Hanna Pettyjohn
Published October 25, 2020
Stories are very much the fabric of Hanna Pettyjohn's paintings, just as fabrics are featured strongly in them. Not just fabrics but various textural fragments are recurrining iconography that build the narrative painterly surfaces of her mostly large-scale portraits. These textural fragments are gathered from memory, travels, or intimate connections with others. They serve to crystallize various narratives that often touch on themes of anxiety, loneliness, alienation, displacement, home, and diaspora.
They have also evolved over time. Textiles, for instance, once chosen as a tactile and soft equivalent of comforting memories have taken on the character of memory itself. Fading and decaying, these pieces of cloth and wool are rendered incomplete, for which their incompleteness has become a convenient tool for abstraction and ambiguity.
The earth or clay-like textures too that appear in her paintings are an added layer of meaning that's both consistent and highly personal. Coming from a family known for the kneading of clay and the firing of kilns into pots, Pettyjohn considers clay and paint as "conceptually tied" together. The earthy, lumpy, and irregular surfaces of her paintings likely stem from how she thinks of paint as close to the sensuous and tactile potential of clay.

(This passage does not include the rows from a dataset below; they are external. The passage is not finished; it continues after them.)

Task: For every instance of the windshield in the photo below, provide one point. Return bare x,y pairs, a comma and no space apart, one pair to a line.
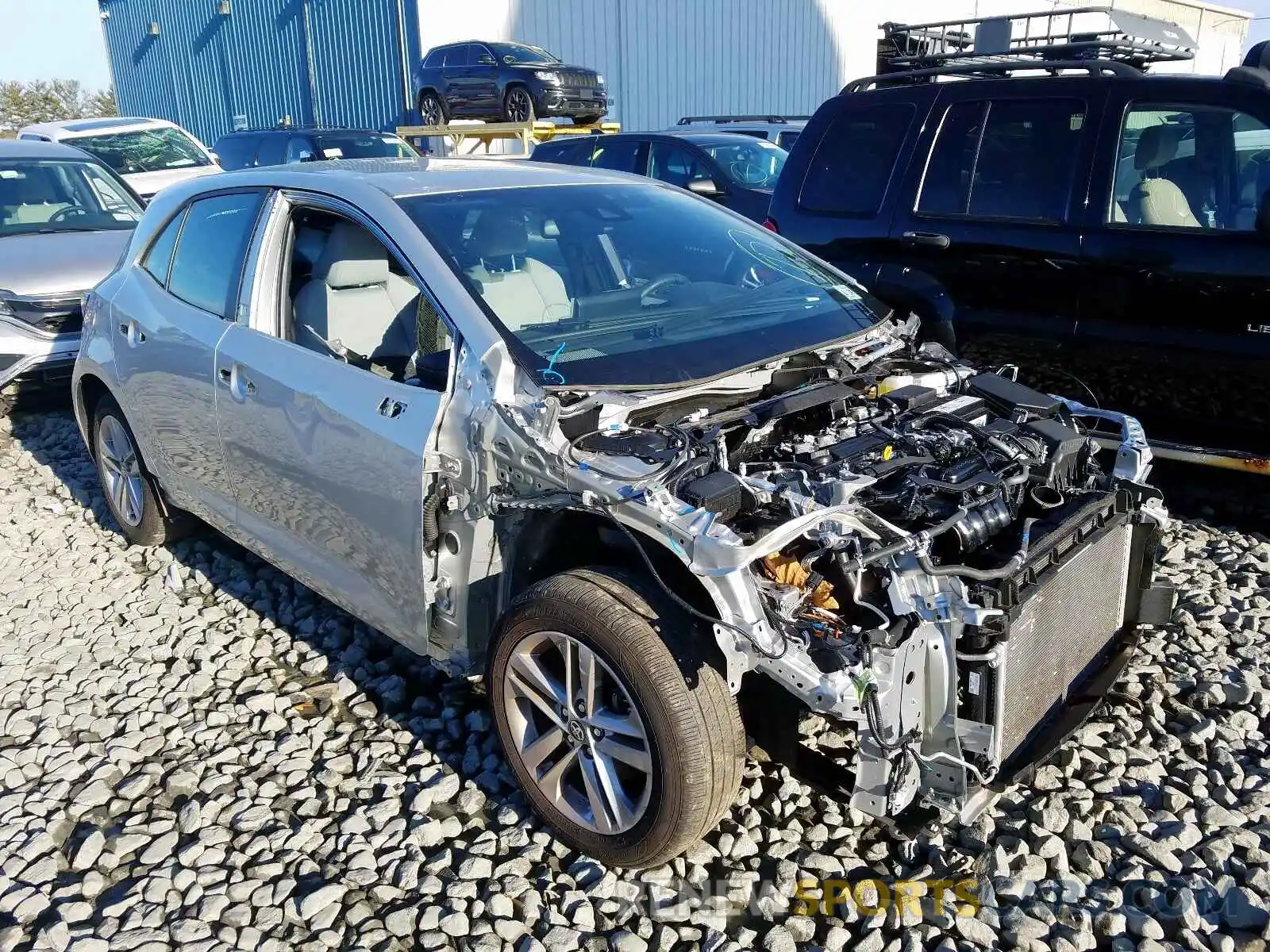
364,145
753,163
144,150
48,196
521,52
633,285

This idea of interconnected materials and their textural possibilities extend outside of her paintings to sculptural installations. For Pettyjohn, both sculptures and paintings are permutations of the same ideas. They are different but the same. "I keep thinking about expressing the same object or thought process in varied ways."
Hannah Pettyjohn is a Filipina contemporary artist and a recipient of CCP's 13 Artists Award in 2015. She has exhibited in Manila, Miami, Taipei, Singapore, and Hong Kong.